|InfoVis.net>Magazine>message nº 39||Published 2001-04-30|
|También disponible en Español|
The digital magazine of InfoVis.net
Kohonen maps are what are known as Self Organising Maps (SOM). Developed by Teuvo Kohonen from 1989 on, they use neural nets to perform an automatic analysis and categorisation of the semantic contents of textual documents. The graphical output of this analysis is a 2D map of categories in which each category occupies a space proportional to their component's frequency. The more frequent patterns occupy a greater area at the expense of the less frequent ones.
Kohonen was motivated by the idea that "the representation of knowledge in a particular category of things in general might assume the form of a feature map that is geometrically organised over the corresponding piece of the brain".**. The algorithm takes an N-dimensional set of objects as input and trains a neural network that converges finally to produce a 2D map. Moreover, it appears that SOMs are among the most realistic models of brain function.
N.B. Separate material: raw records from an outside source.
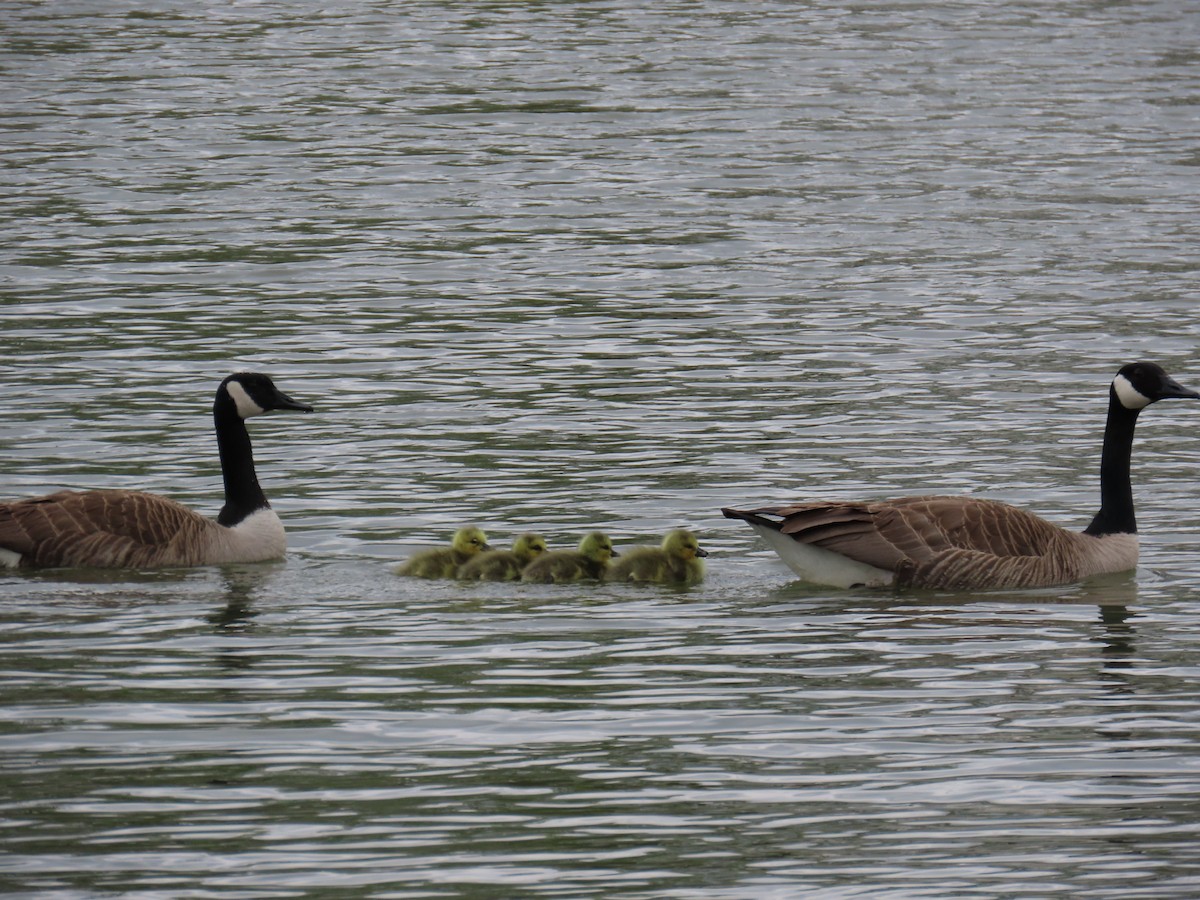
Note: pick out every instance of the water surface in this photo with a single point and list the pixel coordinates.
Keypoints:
(591, 265)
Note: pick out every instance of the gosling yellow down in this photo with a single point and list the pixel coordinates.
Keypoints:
(677, 561)
(504, 564)
(445, 562)
(564, 567)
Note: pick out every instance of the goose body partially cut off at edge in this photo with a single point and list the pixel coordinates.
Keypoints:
(132, 529)
(964, 543)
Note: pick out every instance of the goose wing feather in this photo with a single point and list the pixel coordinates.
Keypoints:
(103, 528)
(927, 540)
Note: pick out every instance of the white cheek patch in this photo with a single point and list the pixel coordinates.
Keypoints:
(1129, 396)
(246, 407)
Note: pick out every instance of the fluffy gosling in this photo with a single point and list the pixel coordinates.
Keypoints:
(504, 564)
(564, 567)
(677, 561)
(445, 562)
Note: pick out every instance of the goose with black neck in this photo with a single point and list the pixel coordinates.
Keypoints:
(965, 543)
(133, 529)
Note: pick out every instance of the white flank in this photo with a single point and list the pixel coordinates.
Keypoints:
(823, 567)
(246, 407)
(255, 539)
(1129, 396)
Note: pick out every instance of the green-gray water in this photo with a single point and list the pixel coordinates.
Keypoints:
(594, 265)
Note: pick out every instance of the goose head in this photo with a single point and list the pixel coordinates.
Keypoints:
(597, 547)
(529, 545)
(469, 540)
(253, 394)
(1139, 384)
(683, 544)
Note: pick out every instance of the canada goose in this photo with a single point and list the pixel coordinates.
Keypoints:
(677, 561)
(131, 529)
(444, 562)
(504, 564)
(561, 567)
(961, 543)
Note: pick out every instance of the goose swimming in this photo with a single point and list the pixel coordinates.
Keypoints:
(964, 543)
(133, 529)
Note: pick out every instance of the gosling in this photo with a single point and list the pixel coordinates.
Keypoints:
(565, 567)
(678, 561)
(445, 562)
(504, 564)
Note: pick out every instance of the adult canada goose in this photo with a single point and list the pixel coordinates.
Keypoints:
(961, 543)
(677, 561)
(562, 567)
(504, 564)
(131, 529)
(445, 562)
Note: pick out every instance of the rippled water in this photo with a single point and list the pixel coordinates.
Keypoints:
(579, 265)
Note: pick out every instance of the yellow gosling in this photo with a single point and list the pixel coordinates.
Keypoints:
(444, 562)
(678, 561)
(504, 564)
(564, 567)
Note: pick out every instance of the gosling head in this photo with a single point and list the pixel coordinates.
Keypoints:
(683, 544)
(469, 540)
(253, 394)
(597, 546)
(529, 545)
(1139, 384)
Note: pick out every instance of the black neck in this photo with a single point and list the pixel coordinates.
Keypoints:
(243, 493)
(1116, 493)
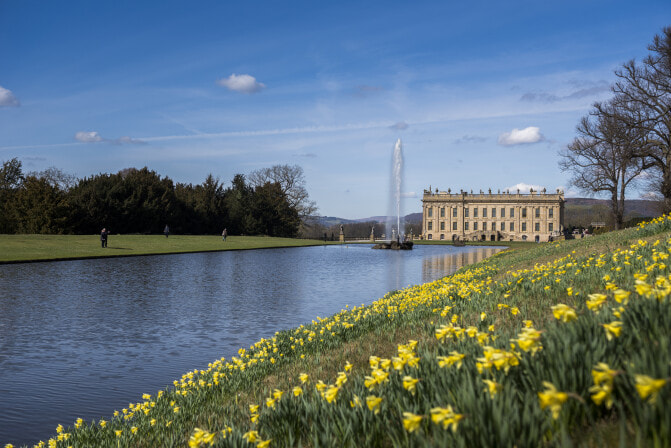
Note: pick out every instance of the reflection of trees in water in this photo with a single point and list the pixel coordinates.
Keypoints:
(449, 263)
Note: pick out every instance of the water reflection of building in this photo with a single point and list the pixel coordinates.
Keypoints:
(537, 216)
(449, 263)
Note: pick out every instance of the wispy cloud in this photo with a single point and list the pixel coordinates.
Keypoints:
(366, 90)
(88, 137)
(581, 89)
(7, 98)
(531, 134)
(241, 83)
(470, 139)
(399, 126)
(94, 137)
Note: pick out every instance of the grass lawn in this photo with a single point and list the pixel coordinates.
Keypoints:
(553, 344)
(20, 248)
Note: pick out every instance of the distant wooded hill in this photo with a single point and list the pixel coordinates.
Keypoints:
(577, 212)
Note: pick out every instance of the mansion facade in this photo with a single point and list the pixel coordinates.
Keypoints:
(534, 216)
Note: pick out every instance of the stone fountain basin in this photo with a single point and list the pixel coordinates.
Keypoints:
(395, 245)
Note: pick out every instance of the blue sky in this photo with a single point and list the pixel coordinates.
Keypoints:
(483, 94)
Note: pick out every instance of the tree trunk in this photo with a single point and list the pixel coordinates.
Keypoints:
(665, 188)
(616, 210)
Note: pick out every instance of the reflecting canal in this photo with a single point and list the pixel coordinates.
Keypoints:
(83, 338)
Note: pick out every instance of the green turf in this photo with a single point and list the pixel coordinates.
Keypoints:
(18, 248)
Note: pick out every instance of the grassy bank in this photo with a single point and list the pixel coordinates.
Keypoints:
(561, 344)
(21, 248)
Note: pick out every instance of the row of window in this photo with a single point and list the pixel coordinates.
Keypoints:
(511, 226)
(537, 212)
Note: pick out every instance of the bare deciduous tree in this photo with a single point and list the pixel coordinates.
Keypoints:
(645, 92)
(292, 182)
(602, 157)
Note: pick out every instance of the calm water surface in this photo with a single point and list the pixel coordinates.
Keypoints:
(83, 338)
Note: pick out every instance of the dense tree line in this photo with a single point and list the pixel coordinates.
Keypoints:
(627, 139)
(141, 201)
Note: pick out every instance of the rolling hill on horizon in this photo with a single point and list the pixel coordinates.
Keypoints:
(639, 207)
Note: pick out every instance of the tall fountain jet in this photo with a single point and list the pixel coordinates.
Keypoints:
(393, 229)
(394, 232)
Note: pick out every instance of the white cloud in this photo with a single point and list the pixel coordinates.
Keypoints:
(88, 137)
(532, 134)
(7, 98)
(524, 188)
(241, 83)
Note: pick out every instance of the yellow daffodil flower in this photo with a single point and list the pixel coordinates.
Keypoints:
(373, 403)
(409, 383)
(613, 329)
(564, 313)
(492, 387)
(552, 398)
(411, 421)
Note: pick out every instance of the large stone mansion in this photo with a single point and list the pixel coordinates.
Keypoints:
(534, 216)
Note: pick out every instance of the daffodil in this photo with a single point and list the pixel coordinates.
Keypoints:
(492, 387)
(373, 403)
(411, 421)
(613, 329)
(552, 398)
(564, 313)
(409, 383)
(251, 436)
(596, 301)
(331, 393)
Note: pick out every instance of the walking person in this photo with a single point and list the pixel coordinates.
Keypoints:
(103, 237)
But what are Kohonen maps used for?. We can see it, for example, in the scheme and associated article by Martind DodgeÂ that the MappaMundi journal presents on the ET-Map application by Prof. Hsinchun Chen of the Arizona University.Â
In this suggestive scheme, the top level is like a set of of tiles where the different domains adopt polygonal shapes of parallel sides. Each domain has an associated word or phrase that defines the category. If we click over a particular domain, a second screen opens containing another similar map but restricted now to the sub-domains of that domain. We can repeat the process until we reach a level where the individual documents that belong to that specific sub-domain appear as a traditional listing.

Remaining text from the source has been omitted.